In a few hours’ time, the President of the United States will apparently do to his oath of office what the Islamic State does to its captives. As I said to Hugh Hewitt the other day, even a constitution of meticulously constructed checks and balances requires a certain seemliness of its political class. This chief executive is brazen in his lawlessness, and ever more so. And he has calculated that those who object lack the stomach to do anything about it. We shall see.
However, I would like also to note another example of presidential brazenness this week – Barack Obama’s reaction to the latest beheading of a US citizen by the head hackers of the Islamic State. Peter Kassig’s death video was not as the others:
David Haines and Alan Henning – both from Britain – and Americans James Foley and Steven Sotloff each made statements before their deaths in earlier videos. Each held Barack Obama or David Cameron to blame for their deaths, because of American and British military action against Isil in Iraq and Syria.
There was no such statement from Peter Kassig. Instead, “Jihadi John” appears with Mr Kassig’s severed head, and sneers, “He doesn’t have much to say.”
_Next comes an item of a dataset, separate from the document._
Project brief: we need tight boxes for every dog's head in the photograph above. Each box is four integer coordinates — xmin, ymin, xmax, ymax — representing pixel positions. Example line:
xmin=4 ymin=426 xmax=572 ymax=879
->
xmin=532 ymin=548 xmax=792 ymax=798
Indeed. But I wonder what he had to say in the last moments of his life. Evidently not a statement blaming Obama for his predicament. Perhaps he even pushed back against his executioner in a more forceful way. In Mark Steyn’s Passing Parade, in an essay on another westerner beheaded by the jihadists, I salute someone who declined to go gentle into that good night:
Consider Fabrizio Quattrocchi, murdered in Iraq on April 14th. In the moment before his death, he yanked off his hood and cried defiantly, “I will show you how an Italian dies!” He ruined the movie for his killers. As a snuff video and recruitment tool, it was all but useless, so much so that the Arabic TV stations declined to show it.